Barcelona

We could hop a train for Barcelona, watch the mighty Messi play and then have a Pernod in a hotel cafe, show the bartender how to make a proper rusted gin and tonic and tell everyone we were in Afghanistan during the ’03 invasion. Regale them with false stories of villagers rescued and Taliban captured. Make friends with a small wealthy man whose business we never quite make out. He takes us on a whirlwind tour of the local bars until we end up at a suspiciously swank flat in a suspiciously dark neighborhood. Late into the night someone suggests a yachting trip, and we find ourselves drunkenly dodging tugboats on the Genoa line. Throwing gin bottles against lumbering rusted hulls, crying out that we are pirates and would like permission to board and capture their ship.

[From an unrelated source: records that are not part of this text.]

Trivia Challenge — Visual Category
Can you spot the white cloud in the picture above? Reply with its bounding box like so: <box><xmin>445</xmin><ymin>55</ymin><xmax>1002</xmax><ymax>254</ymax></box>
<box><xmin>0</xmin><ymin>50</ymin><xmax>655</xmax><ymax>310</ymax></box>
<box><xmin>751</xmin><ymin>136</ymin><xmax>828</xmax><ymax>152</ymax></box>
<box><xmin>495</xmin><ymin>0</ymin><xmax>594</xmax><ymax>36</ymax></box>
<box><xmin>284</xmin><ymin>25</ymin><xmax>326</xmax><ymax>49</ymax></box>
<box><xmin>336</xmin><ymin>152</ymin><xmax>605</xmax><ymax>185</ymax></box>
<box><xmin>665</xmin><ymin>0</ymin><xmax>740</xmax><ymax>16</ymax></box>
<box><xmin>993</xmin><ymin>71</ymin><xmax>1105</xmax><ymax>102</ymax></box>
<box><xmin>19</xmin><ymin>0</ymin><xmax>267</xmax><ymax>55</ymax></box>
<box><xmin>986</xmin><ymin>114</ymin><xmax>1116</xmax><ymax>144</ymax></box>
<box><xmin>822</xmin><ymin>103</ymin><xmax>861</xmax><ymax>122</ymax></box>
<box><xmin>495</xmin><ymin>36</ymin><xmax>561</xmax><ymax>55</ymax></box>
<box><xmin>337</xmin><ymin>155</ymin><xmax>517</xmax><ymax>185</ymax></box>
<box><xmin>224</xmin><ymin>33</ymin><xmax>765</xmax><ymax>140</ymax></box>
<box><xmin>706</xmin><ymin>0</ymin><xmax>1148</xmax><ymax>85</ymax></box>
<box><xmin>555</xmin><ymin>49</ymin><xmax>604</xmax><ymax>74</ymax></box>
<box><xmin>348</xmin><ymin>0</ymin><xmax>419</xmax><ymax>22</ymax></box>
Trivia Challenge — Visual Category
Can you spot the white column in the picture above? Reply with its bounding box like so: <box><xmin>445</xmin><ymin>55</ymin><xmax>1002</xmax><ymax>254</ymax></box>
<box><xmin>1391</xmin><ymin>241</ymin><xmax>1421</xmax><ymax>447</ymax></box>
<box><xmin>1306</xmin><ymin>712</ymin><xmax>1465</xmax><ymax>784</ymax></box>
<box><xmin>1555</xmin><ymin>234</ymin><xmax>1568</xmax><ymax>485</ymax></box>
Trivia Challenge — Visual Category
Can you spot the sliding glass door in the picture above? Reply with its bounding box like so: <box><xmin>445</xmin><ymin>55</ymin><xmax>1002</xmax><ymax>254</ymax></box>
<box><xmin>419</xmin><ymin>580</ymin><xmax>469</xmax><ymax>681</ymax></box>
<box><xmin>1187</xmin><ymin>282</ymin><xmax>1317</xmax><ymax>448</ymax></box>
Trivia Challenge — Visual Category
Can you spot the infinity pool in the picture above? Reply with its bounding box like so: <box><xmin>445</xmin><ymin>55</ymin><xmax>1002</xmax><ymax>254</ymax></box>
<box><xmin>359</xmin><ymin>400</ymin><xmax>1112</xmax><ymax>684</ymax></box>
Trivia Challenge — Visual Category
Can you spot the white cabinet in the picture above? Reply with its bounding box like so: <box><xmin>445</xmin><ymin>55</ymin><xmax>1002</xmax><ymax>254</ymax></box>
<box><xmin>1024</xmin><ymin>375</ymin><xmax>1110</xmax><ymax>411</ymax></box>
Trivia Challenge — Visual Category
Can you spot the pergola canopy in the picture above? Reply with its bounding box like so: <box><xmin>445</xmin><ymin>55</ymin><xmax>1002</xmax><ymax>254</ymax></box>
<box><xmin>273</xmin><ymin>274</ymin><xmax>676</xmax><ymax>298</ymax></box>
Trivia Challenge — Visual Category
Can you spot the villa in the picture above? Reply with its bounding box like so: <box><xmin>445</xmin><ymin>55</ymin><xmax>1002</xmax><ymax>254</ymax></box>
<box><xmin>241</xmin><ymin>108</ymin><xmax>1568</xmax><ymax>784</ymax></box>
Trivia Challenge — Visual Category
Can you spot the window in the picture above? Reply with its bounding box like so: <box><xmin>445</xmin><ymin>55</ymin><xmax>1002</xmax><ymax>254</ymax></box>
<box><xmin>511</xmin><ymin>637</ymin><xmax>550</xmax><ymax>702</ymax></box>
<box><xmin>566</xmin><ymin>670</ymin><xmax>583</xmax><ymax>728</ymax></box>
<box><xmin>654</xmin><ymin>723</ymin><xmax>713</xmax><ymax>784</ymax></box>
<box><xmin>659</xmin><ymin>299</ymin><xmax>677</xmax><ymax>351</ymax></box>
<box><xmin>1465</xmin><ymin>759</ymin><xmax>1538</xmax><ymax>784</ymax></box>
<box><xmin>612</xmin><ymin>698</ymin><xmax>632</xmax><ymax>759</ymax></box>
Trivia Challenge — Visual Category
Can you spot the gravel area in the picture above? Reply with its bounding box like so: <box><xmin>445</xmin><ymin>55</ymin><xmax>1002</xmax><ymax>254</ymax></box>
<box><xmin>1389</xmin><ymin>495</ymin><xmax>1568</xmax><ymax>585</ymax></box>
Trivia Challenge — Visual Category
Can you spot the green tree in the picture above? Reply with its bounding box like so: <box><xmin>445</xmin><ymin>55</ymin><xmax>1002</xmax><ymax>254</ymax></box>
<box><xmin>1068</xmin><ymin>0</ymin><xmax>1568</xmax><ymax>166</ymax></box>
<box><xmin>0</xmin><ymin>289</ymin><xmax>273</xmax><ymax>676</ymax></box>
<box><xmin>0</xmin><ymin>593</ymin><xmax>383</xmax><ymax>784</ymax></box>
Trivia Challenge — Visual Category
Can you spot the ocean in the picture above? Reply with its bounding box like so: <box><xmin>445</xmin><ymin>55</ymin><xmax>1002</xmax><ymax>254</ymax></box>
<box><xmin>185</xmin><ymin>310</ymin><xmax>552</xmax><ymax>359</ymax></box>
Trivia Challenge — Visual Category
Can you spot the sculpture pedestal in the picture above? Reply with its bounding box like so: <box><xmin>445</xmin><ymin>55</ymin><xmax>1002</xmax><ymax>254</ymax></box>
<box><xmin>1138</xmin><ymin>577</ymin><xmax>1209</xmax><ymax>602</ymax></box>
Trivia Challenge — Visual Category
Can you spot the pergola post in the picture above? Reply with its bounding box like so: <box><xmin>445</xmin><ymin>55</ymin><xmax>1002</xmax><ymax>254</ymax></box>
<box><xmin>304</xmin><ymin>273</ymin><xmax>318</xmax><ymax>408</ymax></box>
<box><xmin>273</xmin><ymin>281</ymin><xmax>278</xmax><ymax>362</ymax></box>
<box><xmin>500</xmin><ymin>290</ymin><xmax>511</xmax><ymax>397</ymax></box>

“Send down your libationary provisions and the fairer maidens, and we shall let most of your men live!” we cry at a silent command deck. The small wealthy man tries to urinate on a passing hull and is cast over by its shrugging wake.

“Man overboard!” we roar, tossing life preservers off every side of the ship but the one he fell from. The man paddles in circles, observing happily that he cannot swim and will likely drown. You leap toward him limb-splayed, landing man-side and dragging him helpfully underwater. I prepare drinks for your return, taste each to ensure proper proportions, and then finish them to settle my nerves.